The arithmetic mean: is greatly influenced by the extreme value (300% growth rate in Year 5) and, as a result, is much higher than the median and geometric mean. This makes the arithmetic mean less representative of the general trend in this case.
The median: even though the median is usually robust with respect to outliers, the problem is that the Median doesn’t just ignore the extreme values it also ignores the values of everything, except the middle element so the Median might not work well with small data sets.
The geometric mean: which is less sensitive to extreme values than the arithmetic mean, provides a more accurate representation of the central tendency in this case.
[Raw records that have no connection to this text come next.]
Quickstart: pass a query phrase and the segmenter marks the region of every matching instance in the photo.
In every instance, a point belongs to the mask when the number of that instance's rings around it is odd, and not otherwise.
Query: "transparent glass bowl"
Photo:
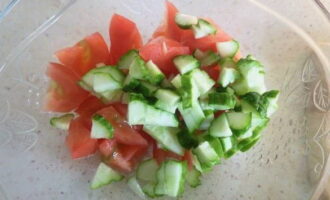
[[[17,3],[18,1],[12,1]],[[294,24],[254,0],[177,0],[184,13],[213,18],[243,54],[266,66],[280,109],[249,152],[203,176],[183,199],[316,199],[329,168],[329,65]],[[42,9],[41,9],[42,8]],[[40,109],[53,53],[95,31],[108,39],[113,13],[134,20],[145,41],[164,13],[161,0],[30,0],[0,15],[0,199],[137,199],[125,183],[89,189],[97,156],[71,160],[65,133]],[[27,11],[27,12],[25,12]],[[25,23],[28,21],[29,23]]]

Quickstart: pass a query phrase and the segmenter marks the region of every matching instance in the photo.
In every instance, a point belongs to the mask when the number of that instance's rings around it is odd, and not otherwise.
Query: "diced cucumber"
[[[251,127],[252,113],[229,112],[226,115],[229,127],[236,135],[241,135]]]
[[[175,23],[182,29],[189,29],[192,25],[196,25],[198,23],[198,18],[195,16],[177,13],[175,15]]]
[[[214,138],[214,137],[206,136],[205,139],[210,143],[210,145],[213,147],[213,149],[215,150],[215,152],[217,152],[219,158],[223,158],[225,156],[225,152],[222,149],[222,144],[221,144],[219,138]]]
[[[129,93],[124,92],[121,96],[121,103],[128,104],[129,103]]]
[[[201,175],[202,173],[193,167],[192,169],[188,170],[186,181],[191,187],[195,188],[201,184],[201,180],[199,179]]]
[[[215,82],[209,75],[200,69],[195,69],[191,72],[191,76],[198,88],[198,96],[206,94],[214,86]]]
[[[146,67],[146,63],[144,60],[137,56],[133,60],[132,64],[129,67],[129,73],[132,78],[136,78],[139,80],[148,80],[149,78],[149,70]]]
[[[124,176],[114,171],[108,165],[100,163],[92,180],[91,188],[97,189],[112,182],[120,181],[123,178]]]
[[[136,176],[138,179],[143,181],[156,182],[156,172],[158,169],[158,164],[154,159],[148,159],[143,161],[136,171]]]
[[[200,130],[208,130],[214,119],[213,110],[204,110],[204,115],[205,115],[205,119],[202,122],[201,126],[199,127]]]
[[[157,195],[178,197],[184,191],[187,165],[184,162],[168,160],[162,163],[157,171]]]
[[[208,35],[216,34],[217,29],[208,21],[198,19],[198,23],[192,26],[195,39],[199,39]]]
[[[136,180],[135,176],[131,176],[128,180],[127,180],[127,185],[128,187],[136,194],[138,195],[141,199],[145,199],[146,196],[139,184],[139,182]]]
[[[142,187],[143,192],[150,198],[155,198],[157,195],[155,194],[155,183],[147,183]]]
[[[253,141],[251,141],[251,142],[249,142],[249,143],[247,143],[246,145],[244,145],[244,146],[242,146],[241,148],[240,148],[240,151],[241,152],[246,152],[246,151],[248,151],[249,149],[251,149],[257,142],[259,141],[259,138],[258,139],[256,139],[256,140],[253,140]]]
[[[176,136],[179,131],[177,128],[145,125],[143,126],[143,130],[165,149],[179,155],[184,154],[184,148],[180,145]]]
[[[165,75],[163,74],[162,71],[160,71],[158,66],[152,62],[152,60],[149,60],[146,63],[146,68],[149,71],[149,75],[150,75],[149,82],[150,83],[158,85],[159,83],[161,83],[164,80]]]
[[[193,153],[197,156],[202,168],[204,168],[203,171],[207,168],[210,169],[210,167],[220,162],[220,157],[208,141],[200,143],[193,150]]]
[[[193,101],[199,97],[199,88],[193,78],[193,73],[181,76],[181,98],[184,109],[191,108]]]
[[[209,133],[213,137],[229,137],[233,135],[226,114],[222,114],[213,120]]]
[[[239,43],[235,40],[227,42],[217,42],[216,44],[218,53],[222,58],[234,57],[239,50]]]
[[[136,78],[133,78],[130,75],[127,75],[124,80],[123,90],[125,92],[134,92],[134,90],[140,85],[140,81]]]
[[[182,87],[182,84],[181,84],[181,75],[178,74],[176,75],[172,80],[171,80],[171,83],[172,85],[176,88],[176,89],[179,89]]]
[[[213,92],[209,94],[208,104],[213,110],[229,110],[235,107],[236,99],[226,92]]]
[[[198,140],[194,137],[192,133],[189,133],[187,130],[181,130],[177,134],[178,141],[181,146],[185,149],[191,149],[198,146]]]
[[[222,87],[227,87],[229,84],[234,83],[239,78],[240,78],[240,74],[236,69],[222,68],[218,79],[218,83]]]
[[[267,117],[270,117],[277,109],[277,100],[279,98],[279,91],[278,90],[270,90],[268,92],[265,92],[262,95],[264,98],[268,100],[268,107],[267,107]]]
[[[104,72],[95,72],[93,81],[93,90],[97,93],[122,88],[122,83],[116,81],[110,74]]]
[[[204,172],[204,169],[202,168],[201,163],[195,154],[192,154],[192,163],[196,170],[199,172]]]
[[[74,118],[74,114],[68,113],[59,117],[52,117],[50,119],[50,125],[55,128],[68,130],[71,120]]]
[[[199,61],[192,55],[180,55],[173,59],[173,63],[181,74],[192,71],[200,67]]]
[[[178,120],[173,113],[156,109],[140,100],[129,102],[128,123],[130,125],[178,126]]]
[[[167,89],[169,89],[169,88],[173,88],[173,85],[172,85],[172,83],[169,81],[169,79],[167,79],[167,78],[164,78],[163,79],[163,81],[160,83],[160,86],[162,87],[162,88],[167,88]]]
[[[123,95],[122,90],[110,90],[102,93],[96,94],[101,100],[107,104],[107,103],[115,103],[120,102],[121,97]]]
[[[205,119],[204,112],[197,100],[192,102],[190,108],[184,109],[181,104],[179,104],[178,108],[189,132],[191,133],[198,129]]]
[[[222,68],[236,68],[236,63],[232,58],[221,58],[219,62]]]
[[[113,127],[103,116],[95,114],[92,118],[91,138],[110,139],[113,136]]]
[[[220,138],[225,158],[230,158],[237,152],[237,142],[234,136]]]
[[[169,89],[158,89],[155,93],[155,97],[158,99],[155,104],[157,108],[175,113],[175,110],[179,105],[179,95]]]
[[[214,65],[220,60],[220,56],[213,51],[202,52],[197,49],[194,56],[197,56],[196,58],[200,61],[202,67]]]
[[[129,50],[122,57],[120,57],[117,65],[120,69],[129,69],[136,57],[139,56],[139,52],[135,49]]]
[[[137,87],[137,91],[142,93],[145,97],[154,96],[154,93],[157,91],[157,89],[157,86],[152,85],[146,81],[140,81],[140,84]]]

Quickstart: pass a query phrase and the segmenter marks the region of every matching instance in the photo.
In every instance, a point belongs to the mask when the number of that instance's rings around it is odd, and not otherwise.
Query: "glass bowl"
[[[0,199],[137,199],[124,182],[89,189],[99,158],[72,160],[65,132],[49,126],[52,115],[40,109],[45,69],[56,61],[56,50],[88,34],[99,31],[109,41],[115,12],[134,20],[147,41],[161,22],[164,1],[10,3],[0,13]],[[200,187],[186,187],[182,199],[317,199],[330,150],[330,74],[323,52],[255,0],[174,3],[184,13],[213,18],[240,42],[244,55],[264,63],[268,88],[281,90],[280,109],[261,141],[205,174]]]

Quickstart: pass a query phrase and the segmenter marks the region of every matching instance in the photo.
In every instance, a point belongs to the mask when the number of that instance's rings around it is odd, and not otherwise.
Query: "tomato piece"
[[[183,157],[182,157],[183,161],[187,162],[188,165],[188,169],[191,170],[193,168],[193,162],[192,162],[192,153],[191,150],[186,150]]]
[[[140,56],[145,61],[152,60],[167,76],[178,73],[173,64],[173,58],[189,53],[188,47],[163,36],[154,38],[140,49]]]
[[[75,111],[80,116],[91,117],[96,111],[106,107],[100,99],[95,96],[88,97],[83,101]]]
[[[96,67],[96,64],[109,60],[108,46],[98,32],[87,36],[73,47],[57,51],[55,55],[79,77]]]
[[[125,119],[127,118],[128,105],[122,103],[114,103],[112,106],[119,112]]]
[[[99,146],[103,161],[114,169],[129,173],[147,153],[147,146],[120,144],[116,140],[104,141]]]
[[[69,68],[50,63],[46,73],[52,79],[45,97],[46,111],[70,112],[87,98],[88,92],[77,85],[79,77]]]
[[[175,160],[182,160],[182,156],[173,153],[171,151],[166,151],[164,149],[158,148],[157,144],[153,147],[153,157],[157,161],[158,164],[161,164],[168,158],[172,158]]]
[[[142,46],[142,38],[135,23],[121,15],[112,16],[109,34],[110,64],[116,64],[128,50],[139,49]]]
[[[69,126],[66,143],[73,159],[91,155],[97,150],[97,140],[90,137],[90,119],[78,117]]]
[[[120,144],[147,146],[147,141],[135,131],[123,116],[112,106],[97,112],[106,118],[114,127],[114,138]]]
[[[220,67],[219,65],[214,65],[214,66],[207,66],[207,67],[202,67],[204,71],[214,80],[218,81],[219,74],[220,74]]]

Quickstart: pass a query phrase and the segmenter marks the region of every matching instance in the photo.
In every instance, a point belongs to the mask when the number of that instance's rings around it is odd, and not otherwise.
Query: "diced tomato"
[[[120,144],[147,146],[147,141],[130,125],[125,118],[112,106],[103,108],[97,112],[105,117],[114,127],[114,138]]]
[[[71,121],[67,145],[73,159],[91,155],[97,150],[97,140],[90,137],[90,119],[78,117]]]
[[[109,33],[110,64],[116,64],[128,50],[139,49],[142,46],[142,38],[135,23],[121,15],[112,16]]]
[[[153,147],[153,157],[157,161],[158,164],[161,164],[168,158],[182,160],[182,156],[180,156],[176,153],[173,153],[171,151],[166,151],[166,150],[158,148],[158,147]]]
[[[119,112],[125,119],[127,118],[128,105],[122,103],[114,103],[112,106]]]
[[[111,156],[116,148],[117,143],[114,139],[104,139],[99,142],[99,151],[105,157]]]
[[[126,145],[116,141],[105,141],[100,145],[103,160],[111,167],[129,173],[147,153],[147,146]]]
[[[55,53],[59,61],[82,76],[98,63],[109,60],[109,50],[100,33],[94,33],[78,42],[73,47]]]
[[[175,23],[175,15],[178,13],[178,9],[169,1],[166,2],[165,21],[161,24],[153,34],[153,37],[165,36],[174,39],[184,46],[188,46],[191,51],[200,49],[203,51],[213,50],[216,51],[216,42],[228,41],[231,39],[223,30],[215,25],[211,20],[207,19],[210,23],[217,27],[217,33],[215,35],[209,35],[200,39],[195,39],[191,30],[181,29]]]
[[[157,37],[140,49],[141,57],[146,61],[152,60],[167,76],[178,73],[173,58],[189,53],[188,47],[165,37]]]
[[[214,117],[216,118],[216,117],[219,117],[220,115],[222,115],[223,113],[225,113],[226,111],[224,111],[224,110],[219,110],[219,111],[217,111],[217,112],[215,112],[214,113]]]
[[[193,168],[192,162],[192,153],[191,150],[186,150],[184,156],[182,157],[183,161],[187,161],[188,169],[191,170]]]
[[[90,96],[79,105],[75,112],[80,116],[91,117],[96,111],[106,106],[106,104],[95,96]]]
[[[204,71],[208,73],[208,75],[214,80],[217,81],[220,74],[220,67],[219,65],[202,67]]]
[[[47,76],[51,78],[44,109],[52,112],[70,112],[84,101],[88,93],[77,85],[79,77],[69,68],[50,63]]]

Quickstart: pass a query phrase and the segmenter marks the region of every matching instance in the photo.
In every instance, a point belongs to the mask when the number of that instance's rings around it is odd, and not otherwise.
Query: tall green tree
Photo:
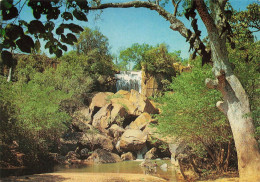
[[[197,157],[209,155],[221,172],[228,168],[232,133],[226,117],[215,106],[221,94],[204,84],[212,77],[210,66],[200,67],[199,59],[191,72],[174,77],[170,91],[157,98],[162,103],[157,129],[162,135],[184,141]]]

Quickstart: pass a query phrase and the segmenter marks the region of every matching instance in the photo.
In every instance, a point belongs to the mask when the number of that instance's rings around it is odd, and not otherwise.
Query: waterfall
[[[134,89],[141,93],[142,71],[120,71],[115,77],[117,91]]]
[[[136,160],[143,160],[144,159],[144,155],[147,152],[147,146],[145,145],[141,150],[137,151],[137,156],[136,156]]]

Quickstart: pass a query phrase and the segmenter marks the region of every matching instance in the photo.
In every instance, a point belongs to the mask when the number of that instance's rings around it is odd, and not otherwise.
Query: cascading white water
[[[136,160],[143,160],[144,159],[144,155],[147,152],[147,146],[145,145],[141,150],[137,151],[137,157]]]
[[[141,93],[142,71],[120,71],[115,77],[117,91],[134,89]]]

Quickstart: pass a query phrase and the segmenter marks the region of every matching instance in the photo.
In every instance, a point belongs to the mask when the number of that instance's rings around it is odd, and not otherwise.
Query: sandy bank
[[[127,173],[46,173],[20,177],[9,177],[0,180],[34,181],[34,182],[165,182],[166,180],[144,174]]]

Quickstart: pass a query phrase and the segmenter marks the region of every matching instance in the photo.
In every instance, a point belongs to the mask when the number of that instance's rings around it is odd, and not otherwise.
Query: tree
[[[141,70],[141,62],[144,58],[144,54],[150,49],[152,49],[152,46],[148,44],[140,45],[138,43],[135,43],[131,47],[120,51],[119,59],[127,64],[133,62],[135,64],[134,70]]]
[[[193,62],[191,72],[173,77],[170,92],[156,99],[162,103],[157,129],[163,136],[173,135],[192,147],[195,158],[209,155],[217,171],[222,172],[232,155],[232,133],[226,117],[215,107],[221,94],[204,84],[212,77],[210,66],[200,67],[200,61],[197,58]]]
[[[47,15],[47,20],[52,20],[58,18],[60,9],[62,9],[59,4],[61,2],[62,1],[56,0],[54,2],[41,1],[41,3],[38,3],[30,0],[28,6],[32,7],[36,19],[39,19],[41,15],[44,14]],[[157,11],[160,16],[170,22],[170,28],[185,37],[190,43],[190,48],[202,56],[203,64],[212,60],[213,73],[216,80],[207,79],[206,84],[208,87],[218,89],[222,93],[223,101],[217,102],[217,107],[226,114],[232,129],[238,154],[240,178],[242,180],[247,178],[251,178],[254,181],[260,180],[260,175],[258,174],[260,171],[259,148],[253,136],[254,126],[252,118],[250,116],[246,117],[250,114],[248,95],[238,78],[234,75],[228,59],[226,39],[228,34],[231,34],[231,29],[228,23],[230,11],[226,11],[225,9],[227,0],[212,0],[209,1],[208,5],[206,5],[203,0],[186,1],[188,2],[188,7],[186,8],[185,17],[192,20],[191,26],[193,31],[186,28],[176,16],[180,2],[177,0],[171,1],[175,7],[173,13],[167,12],[163,8],[163,4],[167,2],[169,1],[129,1],[125,3],[103,4],[101,1],[93,1],[89,6],[87,1],[75,0],[68,1],[66,4],[68,9],[73,10],[73,16],[66,11],[67,8],[64,8],[65,12],[62,14],[62,17],[65,20],[75,17],[78,20],[87,21],[87,17],[83,12],[106,8],[135,7]],[[1,1],[1,12],[3,20],[10,20],[18,16],[18,10],[12,1]],[[208,51],[204,43],[200,40],[201,32],[198,30],[197,19],[195,18],[197,14],[206,26],[211,51]],[[45,26],[43,26],[39,20],[33,20],[29,24],[21,22],[32,35],[42,35],[42,37],[48,41],[45,47],[49,48],[50,53],[55,53],[57,56],[60,56],[62,54],[61,48],[63,47],[65,49],[65,47],[59,44],[58,39],[54,38],[52,23],[47,22]],[[73,44],[76,39],[72,33],[68,33],[65,36],[64,29],[69,29],[74,32],[75,30],[77,32],[83,30],[80,26],[74,24],[61,24],[58,29],[56,29],[56,33],[61,35],[61,41],[67,44]],[[24,34],[21,26],[10,24],[10,26],[4,28],[4,31],[3,28],[1,28],[1,35],[3,34],[5,48],[18,45],[22,51],[30,52],[31,48],[34,47],[34,41],[30,36]],[[14,42],[15,40],[17,41]],[[26,46],[23,47],[22,45]]]

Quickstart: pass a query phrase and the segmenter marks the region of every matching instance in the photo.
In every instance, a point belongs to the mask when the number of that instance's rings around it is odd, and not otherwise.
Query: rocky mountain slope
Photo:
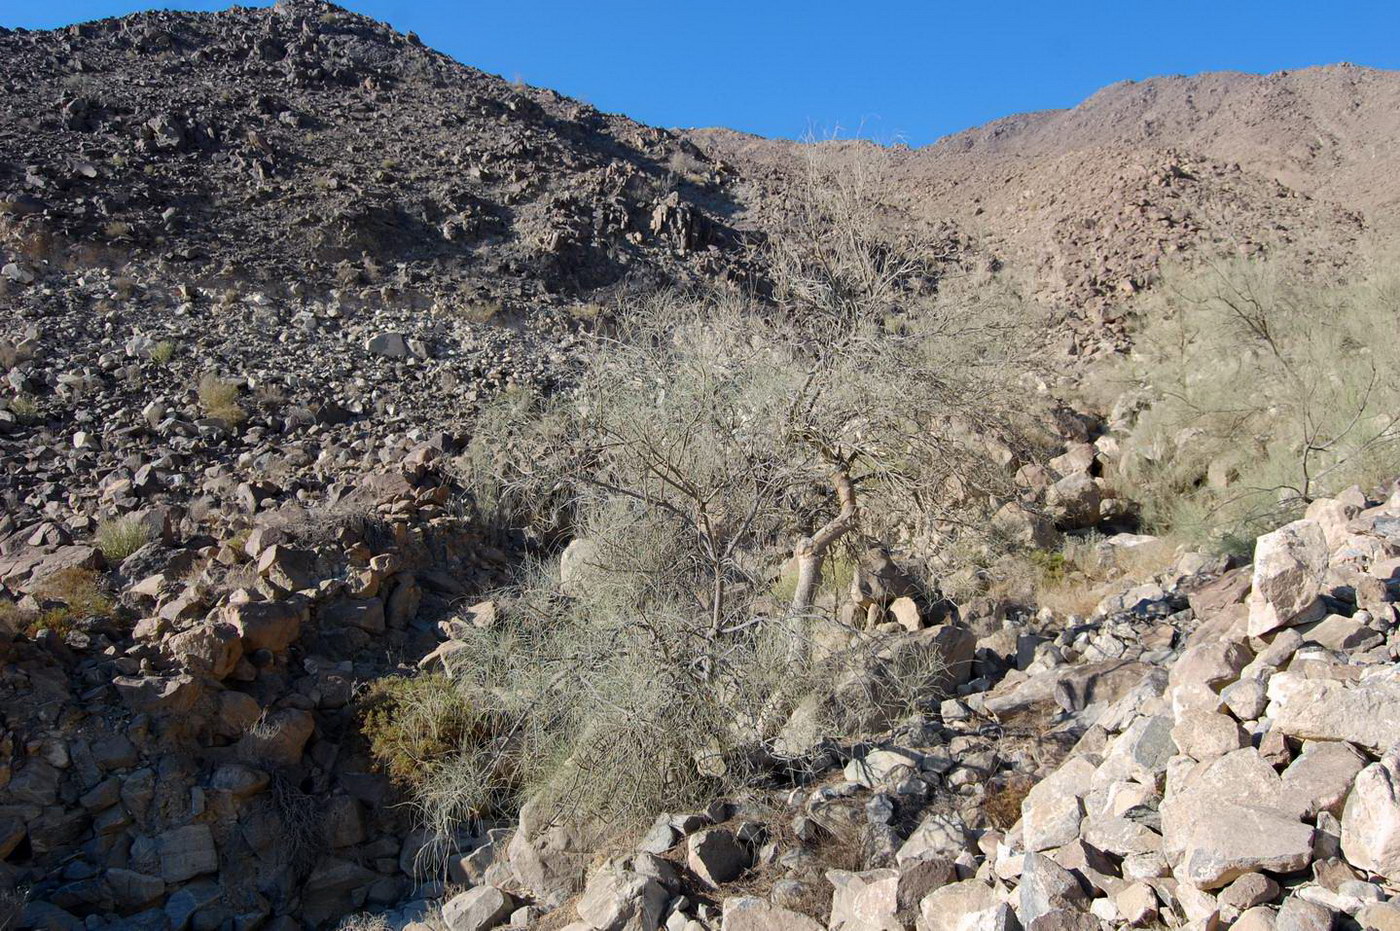
[[[885,171],[910,216],[954,224],[1092,334],[1164,260],[1269,252],[1325,273],[1389,241],[1397,100],[1395,73],[1349,65],[1154,78],[897,148]],[[800,170],[788,143],[692,138],[753,179],[746,203]]]
[[[10,248],[454,304],[723,272],[715,166],[321,3],[0,35]],[[703,205],[703,207],[701,206]]]
[[[314,0],[0,30],[0,89],[0,892],[26,897],[0,907],[25,924],[1396,926],[1400,500],[1319,502],[1252,569],[1144,572],[1160,541],[1112,534],[1124,437],[1070,412],[1043,466],[998,456],[1024,500],[996,520],[1110,534],[1091,610],[867,592],[831,607],[880,621],[872,653],[947,665],[927,714],[856,744],[790,722],[767,791],[608,859],[529,807],[430,838],[364,710],[498,623],[518,541],[453,462],[478,402],[567,384],[628,289],[762,293],[798,150]],[[1098,352],[1163,259],[1321,273],[1384,235],[1397,95],[1341,66],[1119,85],[884,153],[880,206]]]

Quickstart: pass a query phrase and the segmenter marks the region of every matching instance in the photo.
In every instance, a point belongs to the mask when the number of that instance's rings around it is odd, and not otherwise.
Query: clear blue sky
[[[158,2],[158,0],[151,0]],[[0,0],[47,28],[142,0]],[[226,2],[185,0],[181,9]],[[255,4],[257,5],[257,4]],[[352,0],[465,64],[662,126],[912,145],[1125,78],[1400,68],[1400,0]]]

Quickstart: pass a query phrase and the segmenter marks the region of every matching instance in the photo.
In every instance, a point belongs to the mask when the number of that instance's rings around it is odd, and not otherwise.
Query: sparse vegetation
[[[111,562],[121,562],[151,542],[150,527],[132,517],[116,517],[97,525],[97,548]]]
[[[986,453],[1024,445],[1021,308],[936,298],[902,251],[922,244],[843,216],[859,235],[775,256],[776,309],[629,295],[573,392],[479,419],[460,465],[481,515],[579,542],[454,654],[452,687],[507,723],[429,768],[439,831],[501,774],[560,817],[634,825],[742,788],[799,704],[849,735],[940,696],[936,651],[844,627],[820,580],[848,586],[847,549],[873,541],[951,545],[1013,493]]]
[[[380,679],[365,692],[360,709],[370,753],[409,787],[431,779],[445,757],[489,733],[482,715],[441,675]]]
[[[171,359],[175,358],[175,343],[166,339],[156,343],[151,350],[151,361],[159,365],[167,365]]]
[[[1157,295],[1128,367],[1151,403],[1124,469],[1149,527],[1239,550],[1315,498],[1394,473],[1394,273],[1329,286],[1241,261],[1171,271]]]
[[[213,372],[206,373],[199,380],[199,404],[204,413],[216,420],[222,420],[230,427],[236,427],[248,418],[248,413],[239,403],[238,385],[224,381]]]
[[[61,637],[75,621],[111,614],[115,607],[102,591],[100,576],[92,569],[60,569],[36,586],[34,595],[40,604],[38,611],[6,609],[16,626],[23,625],[30,637],[41,630],[51,630]]]
[[[23,424],[34,423],[39,419],[39,405],[27,394],[17,394],[10,398],[10,413]]]

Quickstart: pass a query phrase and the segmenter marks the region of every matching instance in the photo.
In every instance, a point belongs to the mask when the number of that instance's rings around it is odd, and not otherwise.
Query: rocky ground
[[[1106,352],[1164,259],[1349,261],[1394,203],[1362,156],[1395,84],[1118,87],[890,153],[882,206],[1027,276],[1065,358]],[[1092,611],[830,605],[879,622],[872,652],[946,662],[947,699],[856,744],[795,718],[766,790],[622,841],[527,806],[429,843],[362,700],[450,671],[520,556],[456,478],[473,414],[567,384],[629,288],[762,291],[792,147],[640,126],[309,0],[0,29],[0,87],[0,884],[27,890],[0,905],[24,924],[1400,927],[1400,497],[1144,578],[1160,544],[1115,532],[1123,431],[1092,418],[996,518],[1028,547],[1106,534]]]

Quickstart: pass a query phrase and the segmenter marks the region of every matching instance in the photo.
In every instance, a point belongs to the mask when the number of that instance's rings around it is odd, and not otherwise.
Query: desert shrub
[[[238,385],[234,382],[224,381],[213,372],[207,372],[199,380],[198,394],[204,413],[216,420],[236,427],[248,418],[238,402]]]
[[[55,601],[58,606],[46,608],[30,621],[28,633],[36,635],[40,630],[52,630],[62,636],[72,629],[73,623],[85,617],[111,614],[112,600],[103,593],[101,577],[92,569],[60,569],[46,576],[37,586],[34,595],[41,602]]]
[[[1400,467],[1400,276],[1241,261],[1171,271],[1158,293],[1125,366],[1151,398],[1123,469],[1150,527],[1237,549]]]
[[[849,585],[847,549],[952,546],[1015,494],[1024,308],[891,219],[867,167],[814,166],[765,256],[771,302],[629,292],[567,389],[481,411],[457,462],[473,505],[578,545],[452,655],[500,723],[427,768],[429,825],[503,793],[638,825],[771,772],[795,710],[814,739],[850,736],[942,697],[935,651],[846,629],[817,595]]]
[[[132,517],[116,517],[97,525],[97,548],[111,562],[121,562],[151,542],[151,528]]]
[[[360,730],[370,753],[396,782],[429,779],[446,756],[479,743],[490,724],[442,675],[386,678],[360,700]]]
[[[34,423],[39,419],[39,405],[27,394],[17,394],[10,398],[9,408],[20,423]]]
[[[175,358],[175,344],[168,339],[156,343],[155,348],[151,350],[151,361],[160,365],[167,364],[173,358]]]

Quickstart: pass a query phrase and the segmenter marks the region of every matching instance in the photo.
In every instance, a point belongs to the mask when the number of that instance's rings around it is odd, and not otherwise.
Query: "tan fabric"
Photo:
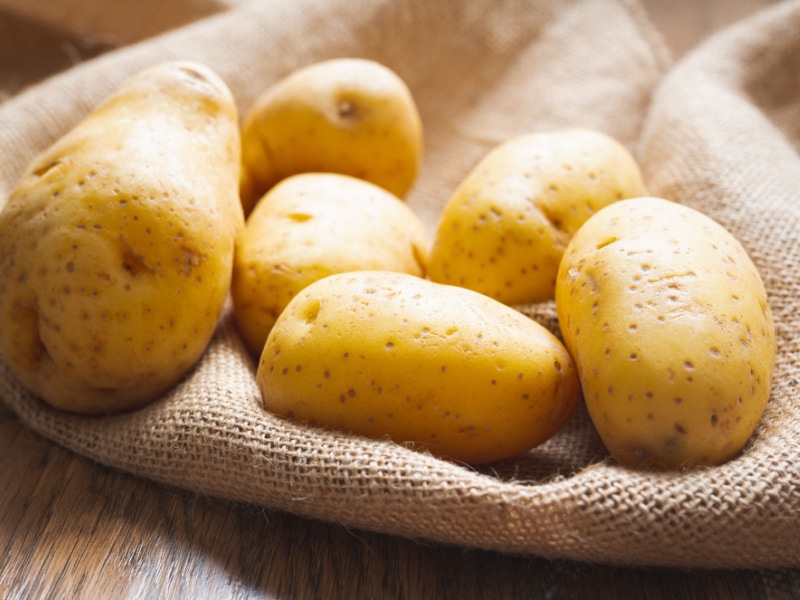
[[[76,37],[123,45],[151,37],[243,0],[0,0],[0,9]]]
[[[0,398],[32,429],[111,467],[348,527],[553,558],[800,567],[798,31],[800,2],[785,2],[670,70],[636,2],[240,3],[0,105],[2,203],[35,152],[154,62],[205,62],[244,110],[296,67],[373,58],[419,103],[427,154],[409,203],[431,231],[456,183],[498,142],[521,131],[605,130],[641,150],[654,193],[729,227],[767,283],[780,340],[774,393],[752,443],[724,466],[622,468],[584,410],[540,448],[481,469],[286,423],[261,408],[255,361],[229,316],[196,369],[138,412],[58,413],[2,361]],[[551,305],[526,312],[555,327]]]

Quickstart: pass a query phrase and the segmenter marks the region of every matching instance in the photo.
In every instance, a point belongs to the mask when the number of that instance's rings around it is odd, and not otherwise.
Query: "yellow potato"
[[[237,244],[239,330],[260,355],[275,319],[308,284],[359,270],[424,277],[427,246],[419,218],[383,188],[335,173],[289,177],[256,205]]]
[[[718,223],[658,198],[601,210],[567,248],[556,306],[589,414],[622,463],[715,465],[747,442],[775,329],[755,266]]]
[[[328,171],[403,198],[422,160],[422,123],[405,82],[366,59],[299,69],[268,88],[242,128],[245,214],[281,179]]]
[[[553,298],[572,235],[596,211],[646,193],[634,158],[598,131],[512,138],[487,154],[447,202],[430,278],[506,304]]]
[[[62,409],[120,411],[197,361],[244,227],[240,148],[225,84],[172,62],[33,161],[0,214],[0,347],[27,388]]]
[[[580,393],[570,355],[535,321],[471,290],[370,271],[300,292],[257,378],[278,415],[471,464],[545,441]]]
And it also takes into account the compounding effect of growth rates over time, making it the most appropriate choice for measuring the average growth rate in this example.
Limitation
- Due to its complex mathematical nature, the geometric mean can be challenging to comprehend and interpret
- When one or more observations in a dataset have a value of zero, the geometric mean will always be zero, regardless of the other values in the dataset.
- If some of the values are negative, it may not be possible to compute the geometric mean
Calculate the geometric mean by hand
Another way of writing the geometric mean in Power BI is to use the Product function so using the growth rate example the formula will be as follows:
GeometricMean with product =
var _nvalue=COUNTROWS(GrowthRates)
return
PRODUCT(GrowthRates[YearlyGrowthRate])^(1/_nvalue)
Finally, if we want to calculate the geometric mean without using one of the two functions Geomean or Product (which were not available before 2022) we can use the logarithms approach which has the following formula:
GeometricMean with log =
var _nvalue=COUNTROWS(GrowthRates)
var _sumlogs=sumx(GrowthRates,LOG(GrowthRates[YearlyGrowthRate]))
return
10^(_sumlogs/_nvalue)
Both of these formulas will give the exact same result as the built-in function but I wanted to highlight that even when a function is missing we can often write a DAX formula to get the same result.
Conclusion
In this short post, we explore what is the geometric mean and its advantage over the arithmetic mean.
While the arithmetic mean is more commonly used, the geometric mean can provide a better representation of central tendency in specific scenarios, such as analyzing rates of change or investment returns, calculating average compound interest, or when there is a lot of volatility in the data set or any other data with multiplicative properties.